Some good weekend reading

I love the title of this WSJ book review: The Re-Enchantment of the World.

We live in a strange time, in which religious belief seems to be flourishing, church attendance is high, evangelical preachers are household names and traditionalist congregations are more populous than ever. And yet one has only to turn on the television, go to a movie theater, look at a newsstand or read about, say, sex- education courses in the public schools to feel that our society is almost militantly at odds with revealed religion and biblical teaching. Meanwhile, tracts on atheism ride the best-seller lists — alongside books of soft spiritual uplift from mega-church pastors. What age are we living in, exactly?

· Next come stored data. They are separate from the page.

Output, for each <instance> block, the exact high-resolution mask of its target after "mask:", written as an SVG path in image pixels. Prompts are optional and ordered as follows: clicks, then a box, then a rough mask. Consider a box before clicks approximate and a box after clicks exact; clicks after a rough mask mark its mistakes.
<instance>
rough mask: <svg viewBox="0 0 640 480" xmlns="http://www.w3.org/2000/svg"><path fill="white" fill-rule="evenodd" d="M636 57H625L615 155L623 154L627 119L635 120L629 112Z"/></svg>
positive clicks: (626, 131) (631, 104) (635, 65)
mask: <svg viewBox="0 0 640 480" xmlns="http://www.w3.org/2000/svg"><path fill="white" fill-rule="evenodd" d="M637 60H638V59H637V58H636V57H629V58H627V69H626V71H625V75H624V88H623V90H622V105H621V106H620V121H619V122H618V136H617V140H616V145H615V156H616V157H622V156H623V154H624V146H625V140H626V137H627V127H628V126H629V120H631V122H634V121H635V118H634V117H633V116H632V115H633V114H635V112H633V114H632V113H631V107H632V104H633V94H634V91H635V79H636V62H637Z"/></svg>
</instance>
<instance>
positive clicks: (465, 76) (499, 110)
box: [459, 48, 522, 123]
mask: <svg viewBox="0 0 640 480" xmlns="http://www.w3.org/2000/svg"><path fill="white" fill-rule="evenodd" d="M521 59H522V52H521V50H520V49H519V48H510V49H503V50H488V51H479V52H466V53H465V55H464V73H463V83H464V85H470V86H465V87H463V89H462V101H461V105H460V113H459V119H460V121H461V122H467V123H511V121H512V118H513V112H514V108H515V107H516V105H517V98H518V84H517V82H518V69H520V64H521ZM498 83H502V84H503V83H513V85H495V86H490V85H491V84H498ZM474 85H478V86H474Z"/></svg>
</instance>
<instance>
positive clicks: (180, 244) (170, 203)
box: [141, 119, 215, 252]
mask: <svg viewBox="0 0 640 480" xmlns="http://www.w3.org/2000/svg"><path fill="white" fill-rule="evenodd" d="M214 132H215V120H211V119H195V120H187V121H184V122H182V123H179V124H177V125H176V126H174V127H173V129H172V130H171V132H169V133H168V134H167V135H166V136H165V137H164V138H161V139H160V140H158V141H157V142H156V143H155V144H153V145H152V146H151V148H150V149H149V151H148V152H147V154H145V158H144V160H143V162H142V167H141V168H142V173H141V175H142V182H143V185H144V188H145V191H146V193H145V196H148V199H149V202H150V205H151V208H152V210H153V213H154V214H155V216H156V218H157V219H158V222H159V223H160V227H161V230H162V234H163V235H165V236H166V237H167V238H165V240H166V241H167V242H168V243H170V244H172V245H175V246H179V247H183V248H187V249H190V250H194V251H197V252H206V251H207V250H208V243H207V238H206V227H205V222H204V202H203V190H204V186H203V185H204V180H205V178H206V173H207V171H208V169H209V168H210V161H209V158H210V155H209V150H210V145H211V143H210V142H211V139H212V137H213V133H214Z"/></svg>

His answer is the book’s title.

A secular one, says Charles Taylor, the distinguished Canadian philosopher and political theorist (and winner of the 2007 Templeton Prize). But his answer is complicated and in no way meant to suggest that religious sentiment is fated to disappear anytime soon. Far from it. “A Secular Age” tries to explain the modern world to itself in all its contradictions. These include, within a secular culture, the persistence of profound religious conviction and fervent religious observance.

Sounds like it would attract a certain segment of the population, and turn off other folks. But it also sounds like Taylor speaks well to all.

The appeal of Mr. Taylor’s work lies in its fairness: He does justice to the achievements of modernity — e.g., its self-governance, humanitarian ethics and respect for rights — even as he raises unsettling questions about the “expressive individualism” and nihilism that shadow so much of modern life. His prose can be demanding, but he writes with a certain elegance, too. He is at home in Francophone culture and philosophy as well as Anglo-American scholarship. He leans to the left politically (having been active for decades in Canada’s New Democratic Party) but not dogmatically. In recent years the Catholic dimension of his thought has become more pronounced, but his capacity for critical self-examination is strong and his mode of argument almost dialectical, tacking among differing points of view. Even extreme skeptics are likely to follow his arguments with interest and at least provisional sympathy.

There’s a lot packed in that paragraph to make me want to get it. But God alone knows where I’ll put another book, or find the time to read it. Sometimes, we just have to take time, seize the moment, you know? It’s the weekend, good excuse to do what I tried to do when my boys were little….Drop Everything And Read. It’s DEAR time.